The first Neanderthal (Regourdou 1), found at the site is a young adult, that initially preserved the mandible, part of the upper limbs and the sternum. Regourdou 1 has been interpreted as an intentional burial. However, it is difficult to reconcile this with the fact that it has no head and no lower limbs. According to a 2008 publication a great number of skeletal elements were discovered, all in remarkably good condition. These are the right and left coxal, the right femur, the left tibia, the right patella, the left fibula, the right navicular, the bones of the hands and the posterior arch of the lumbar vertebra.

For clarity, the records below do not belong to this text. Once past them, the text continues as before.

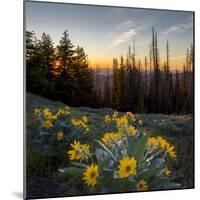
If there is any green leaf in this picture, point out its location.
[137,168,159,180]
[58,167,84,177]
[127,136,147,161]
[71,162,87,169]
[149,177,169,189]
[95,140,117,162]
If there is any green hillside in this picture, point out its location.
[26,93,193,197]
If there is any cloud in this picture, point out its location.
[108,20,144,49]
[163,22,193,34]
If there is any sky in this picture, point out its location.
[25,1,193,69]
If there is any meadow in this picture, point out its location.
[26,93,194,198]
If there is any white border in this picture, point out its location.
[0,0,200,200]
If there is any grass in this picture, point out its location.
[26,93,194,198]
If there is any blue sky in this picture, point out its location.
[25,2,193,68]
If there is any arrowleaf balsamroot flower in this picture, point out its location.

Regourdou 1 is often used for Neanderthal comparison studies, as it is the most robust Neanderthal skeleton ever found. Chronostratigraphic comparison to other sites and biostratigraphy suggest an age of Oxygen Isotope Stage 5 or early Oxygen Isotope Stage 4 (c. 70,000 years BP) for the Mousterian sediment, that contains the burial. A second individual (Regourdou 2) is represented by a calcaneus.

==Shaft cave==
The shaft cave is the second site that Roger Constant explored. He started digging there in 1970, a few metres from the main site. He used a crane and wagons to extract dirt from the earth down to a depth of 35 metres.